Available in a 720ml bottle complete with a label depicting the Amabie yokai, the drink can be purchased online at both the official Katsuyama Brewery store and on the Rakuten Market for the price of 1,500 yen (excluding tax).
The brewery behind the new sake, Katsuyama Brewery has been representing Miyagi prefecture for more than 320 years, having been founded in the castle town of Sendai by the ancient Date family. Today, the owners and workers are considered as the last remaining members of the Date family. To make the high quality sake the brewery is known for, workers follow a long and meticulous method, which in turn leads to the factory only producing one tank of sake each week.
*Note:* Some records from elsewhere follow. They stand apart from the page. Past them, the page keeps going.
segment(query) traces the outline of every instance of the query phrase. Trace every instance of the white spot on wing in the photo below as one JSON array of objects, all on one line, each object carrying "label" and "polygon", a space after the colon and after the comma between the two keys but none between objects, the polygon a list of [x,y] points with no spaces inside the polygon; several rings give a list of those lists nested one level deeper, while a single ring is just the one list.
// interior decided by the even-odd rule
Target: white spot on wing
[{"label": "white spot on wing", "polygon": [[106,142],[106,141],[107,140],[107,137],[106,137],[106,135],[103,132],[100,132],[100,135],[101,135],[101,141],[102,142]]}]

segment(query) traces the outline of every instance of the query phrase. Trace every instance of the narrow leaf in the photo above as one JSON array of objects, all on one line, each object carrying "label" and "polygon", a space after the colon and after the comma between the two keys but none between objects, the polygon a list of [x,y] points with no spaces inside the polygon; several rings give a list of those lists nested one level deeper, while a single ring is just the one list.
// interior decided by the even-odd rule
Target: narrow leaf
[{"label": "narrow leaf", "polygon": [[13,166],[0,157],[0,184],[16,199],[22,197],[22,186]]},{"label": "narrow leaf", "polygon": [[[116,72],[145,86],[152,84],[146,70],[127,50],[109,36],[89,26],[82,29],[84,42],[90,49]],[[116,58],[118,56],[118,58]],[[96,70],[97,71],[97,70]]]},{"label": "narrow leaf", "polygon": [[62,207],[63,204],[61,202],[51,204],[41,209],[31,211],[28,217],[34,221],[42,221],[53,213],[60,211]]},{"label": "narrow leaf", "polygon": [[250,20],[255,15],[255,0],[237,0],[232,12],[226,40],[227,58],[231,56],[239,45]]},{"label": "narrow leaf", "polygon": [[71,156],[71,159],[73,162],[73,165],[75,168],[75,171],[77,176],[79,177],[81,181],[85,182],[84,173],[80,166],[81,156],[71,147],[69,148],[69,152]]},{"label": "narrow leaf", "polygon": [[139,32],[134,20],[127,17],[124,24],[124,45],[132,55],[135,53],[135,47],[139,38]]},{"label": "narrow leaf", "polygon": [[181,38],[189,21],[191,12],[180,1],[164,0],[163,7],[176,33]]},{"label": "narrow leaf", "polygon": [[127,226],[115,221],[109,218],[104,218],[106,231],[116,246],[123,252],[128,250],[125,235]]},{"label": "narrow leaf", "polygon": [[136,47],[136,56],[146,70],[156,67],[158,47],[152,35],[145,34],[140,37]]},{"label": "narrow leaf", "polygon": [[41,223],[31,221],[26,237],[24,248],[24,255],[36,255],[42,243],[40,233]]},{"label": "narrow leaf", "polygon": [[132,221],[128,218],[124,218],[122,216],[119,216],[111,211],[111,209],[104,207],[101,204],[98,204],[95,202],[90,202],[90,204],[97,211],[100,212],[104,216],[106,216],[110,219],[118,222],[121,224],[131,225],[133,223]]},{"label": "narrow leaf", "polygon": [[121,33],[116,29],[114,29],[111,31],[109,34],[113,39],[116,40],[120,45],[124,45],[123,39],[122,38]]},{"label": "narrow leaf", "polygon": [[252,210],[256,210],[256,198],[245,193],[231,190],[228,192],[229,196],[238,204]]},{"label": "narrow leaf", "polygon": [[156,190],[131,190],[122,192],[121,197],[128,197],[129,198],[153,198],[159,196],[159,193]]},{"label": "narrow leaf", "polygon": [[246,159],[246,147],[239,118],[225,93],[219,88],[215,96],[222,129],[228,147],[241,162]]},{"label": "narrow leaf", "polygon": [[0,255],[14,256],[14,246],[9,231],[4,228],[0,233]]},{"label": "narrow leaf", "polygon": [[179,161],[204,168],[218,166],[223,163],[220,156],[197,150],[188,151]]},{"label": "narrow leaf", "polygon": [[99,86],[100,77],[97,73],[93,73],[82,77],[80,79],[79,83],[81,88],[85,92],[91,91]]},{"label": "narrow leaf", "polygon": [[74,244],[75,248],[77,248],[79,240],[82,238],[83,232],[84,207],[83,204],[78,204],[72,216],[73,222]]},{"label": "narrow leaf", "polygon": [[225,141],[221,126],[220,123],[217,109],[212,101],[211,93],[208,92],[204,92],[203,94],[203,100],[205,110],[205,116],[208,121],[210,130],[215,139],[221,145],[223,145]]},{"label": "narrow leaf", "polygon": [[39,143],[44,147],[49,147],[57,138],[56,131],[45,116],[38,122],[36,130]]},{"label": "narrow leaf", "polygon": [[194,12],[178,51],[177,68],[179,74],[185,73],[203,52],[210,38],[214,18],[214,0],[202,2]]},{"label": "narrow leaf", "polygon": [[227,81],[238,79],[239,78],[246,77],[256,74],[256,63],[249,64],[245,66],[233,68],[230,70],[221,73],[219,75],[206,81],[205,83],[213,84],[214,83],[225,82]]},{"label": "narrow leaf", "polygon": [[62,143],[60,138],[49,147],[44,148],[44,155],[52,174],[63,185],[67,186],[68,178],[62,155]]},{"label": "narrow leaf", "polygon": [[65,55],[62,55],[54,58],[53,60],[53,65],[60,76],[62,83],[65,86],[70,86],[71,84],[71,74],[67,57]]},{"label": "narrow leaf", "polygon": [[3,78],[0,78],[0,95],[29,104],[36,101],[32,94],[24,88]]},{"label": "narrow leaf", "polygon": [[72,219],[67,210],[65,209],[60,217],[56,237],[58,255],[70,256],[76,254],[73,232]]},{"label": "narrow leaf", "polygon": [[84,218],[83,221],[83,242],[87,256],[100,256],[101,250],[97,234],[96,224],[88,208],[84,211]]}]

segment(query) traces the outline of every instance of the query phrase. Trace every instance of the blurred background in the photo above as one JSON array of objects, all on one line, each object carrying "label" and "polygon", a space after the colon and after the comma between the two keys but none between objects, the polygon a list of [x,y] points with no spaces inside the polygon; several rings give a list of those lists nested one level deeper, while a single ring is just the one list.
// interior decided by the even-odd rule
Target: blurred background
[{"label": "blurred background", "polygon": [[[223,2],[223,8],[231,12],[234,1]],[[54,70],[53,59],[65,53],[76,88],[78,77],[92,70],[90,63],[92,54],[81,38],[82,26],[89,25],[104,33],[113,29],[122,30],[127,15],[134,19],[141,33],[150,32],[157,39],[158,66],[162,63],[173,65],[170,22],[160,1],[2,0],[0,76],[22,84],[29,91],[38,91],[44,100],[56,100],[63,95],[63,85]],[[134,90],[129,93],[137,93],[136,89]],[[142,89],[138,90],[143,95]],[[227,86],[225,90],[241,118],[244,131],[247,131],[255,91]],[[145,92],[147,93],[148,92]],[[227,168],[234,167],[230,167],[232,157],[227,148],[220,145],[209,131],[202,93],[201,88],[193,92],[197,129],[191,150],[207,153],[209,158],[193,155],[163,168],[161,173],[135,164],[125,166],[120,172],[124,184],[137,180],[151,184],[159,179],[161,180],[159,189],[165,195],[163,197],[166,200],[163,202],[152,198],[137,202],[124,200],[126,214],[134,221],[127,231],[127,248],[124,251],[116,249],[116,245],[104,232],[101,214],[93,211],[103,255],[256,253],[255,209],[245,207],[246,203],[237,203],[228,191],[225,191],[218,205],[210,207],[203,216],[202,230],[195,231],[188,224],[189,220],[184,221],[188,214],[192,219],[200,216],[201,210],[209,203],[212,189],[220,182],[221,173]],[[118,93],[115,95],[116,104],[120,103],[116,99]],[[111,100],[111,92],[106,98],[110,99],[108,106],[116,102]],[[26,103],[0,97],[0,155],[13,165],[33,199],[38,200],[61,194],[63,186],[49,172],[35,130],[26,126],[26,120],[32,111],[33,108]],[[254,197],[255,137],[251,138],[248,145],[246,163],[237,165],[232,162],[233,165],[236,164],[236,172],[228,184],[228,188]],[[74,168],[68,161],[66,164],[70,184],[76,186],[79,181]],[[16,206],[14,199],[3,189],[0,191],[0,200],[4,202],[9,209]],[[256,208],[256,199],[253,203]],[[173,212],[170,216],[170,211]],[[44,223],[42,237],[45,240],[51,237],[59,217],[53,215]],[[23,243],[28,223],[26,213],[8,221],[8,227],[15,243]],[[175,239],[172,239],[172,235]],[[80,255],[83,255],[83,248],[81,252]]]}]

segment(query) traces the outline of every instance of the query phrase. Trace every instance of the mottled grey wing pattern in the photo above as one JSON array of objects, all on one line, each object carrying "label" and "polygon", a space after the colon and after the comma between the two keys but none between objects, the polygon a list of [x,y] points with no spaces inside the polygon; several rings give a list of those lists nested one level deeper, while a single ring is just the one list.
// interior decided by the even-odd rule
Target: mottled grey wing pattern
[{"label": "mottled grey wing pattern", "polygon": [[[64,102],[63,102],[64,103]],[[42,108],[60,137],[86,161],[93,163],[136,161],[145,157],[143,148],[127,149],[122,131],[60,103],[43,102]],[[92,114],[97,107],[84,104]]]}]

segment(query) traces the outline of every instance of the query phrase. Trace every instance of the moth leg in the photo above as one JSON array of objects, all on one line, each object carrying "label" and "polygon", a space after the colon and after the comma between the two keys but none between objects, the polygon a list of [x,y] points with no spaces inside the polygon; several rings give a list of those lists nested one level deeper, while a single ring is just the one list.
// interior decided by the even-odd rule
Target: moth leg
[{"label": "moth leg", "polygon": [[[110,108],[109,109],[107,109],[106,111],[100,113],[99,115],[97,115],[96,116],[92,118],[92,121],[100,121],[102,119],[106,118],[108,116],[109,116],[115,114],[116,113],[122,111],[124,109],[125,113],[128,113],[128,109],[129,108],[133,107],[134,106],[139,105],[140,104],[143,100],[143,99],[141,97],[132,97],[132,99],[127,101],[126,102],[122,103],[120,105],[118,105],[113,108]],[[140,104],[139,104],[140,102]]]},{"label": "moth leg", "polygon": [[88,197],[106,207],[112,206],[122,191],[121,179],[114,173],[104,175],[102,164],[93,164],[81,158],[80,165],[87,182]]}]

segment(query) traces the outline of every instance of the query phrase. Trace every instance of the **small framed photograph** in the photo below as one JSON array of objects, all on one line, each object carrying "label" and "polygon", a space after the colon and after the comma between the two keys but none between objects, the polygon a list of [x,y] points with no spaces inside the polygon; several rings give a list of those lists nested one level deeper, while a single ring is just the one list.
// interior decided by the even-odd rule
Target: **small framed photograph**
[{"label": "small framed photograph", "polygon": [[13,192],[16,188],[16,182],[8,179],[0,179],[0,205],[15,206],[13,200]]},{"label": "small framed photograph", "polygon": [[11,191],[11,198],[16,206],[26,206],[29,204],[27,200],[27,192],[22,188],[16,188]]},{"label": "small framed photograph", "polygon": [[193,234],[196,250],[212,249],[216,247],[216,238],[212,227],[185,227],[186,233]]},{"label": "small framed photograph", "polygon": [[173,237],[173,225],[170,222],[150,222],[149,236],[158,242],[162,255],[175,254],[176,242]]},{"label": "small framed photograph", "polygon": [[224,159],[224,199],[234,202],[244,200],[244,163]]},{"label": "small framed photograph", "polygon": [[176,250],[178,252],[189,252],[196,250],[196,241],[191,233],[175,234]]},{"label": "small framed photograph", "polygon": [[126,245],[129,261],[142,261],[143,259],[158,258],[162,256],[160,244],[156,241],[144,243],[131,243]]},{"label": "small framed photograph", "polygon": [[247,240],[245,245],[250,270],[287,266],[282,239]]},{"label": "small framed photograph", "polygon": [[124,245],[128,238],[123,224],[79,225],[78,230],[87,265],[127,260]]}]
The brewery has won numerous awards and became proud category winners in 2019, when their sake, “432 Katsuyama Junmai Ginjo-Ken” was named the champion sake at the International Wine Challenge.
Futahashira Jinja, also known as the two-pillar shrine, has worked alongside Katsuyama Brewery to produce the Amabie Amahiko sake, blessing the drink and helping to create the labels which depict the Amabie yokai.
Futahashira Jinja gets its name, “the two pillar shrine”, because of the two gods which are enshrined on it’s grounds; Izanagi-no-Mikoto and Izanami-no-Mikoto.
The shrine has a reputation for fighting against sickness and has been a place where people go to pray for luck, family safety, childbirth safety and the good growth and health of children for centuries. Keeping up with shrine traditions, Futahashira Jinja has been praying for the recovery of Japan since the outbreak of the coronavirus.
To help fight off COVID-19, get your hands on a bottle of Amabie Amahiko Sake and ward away the sickness with the infamous Amabie Yokai!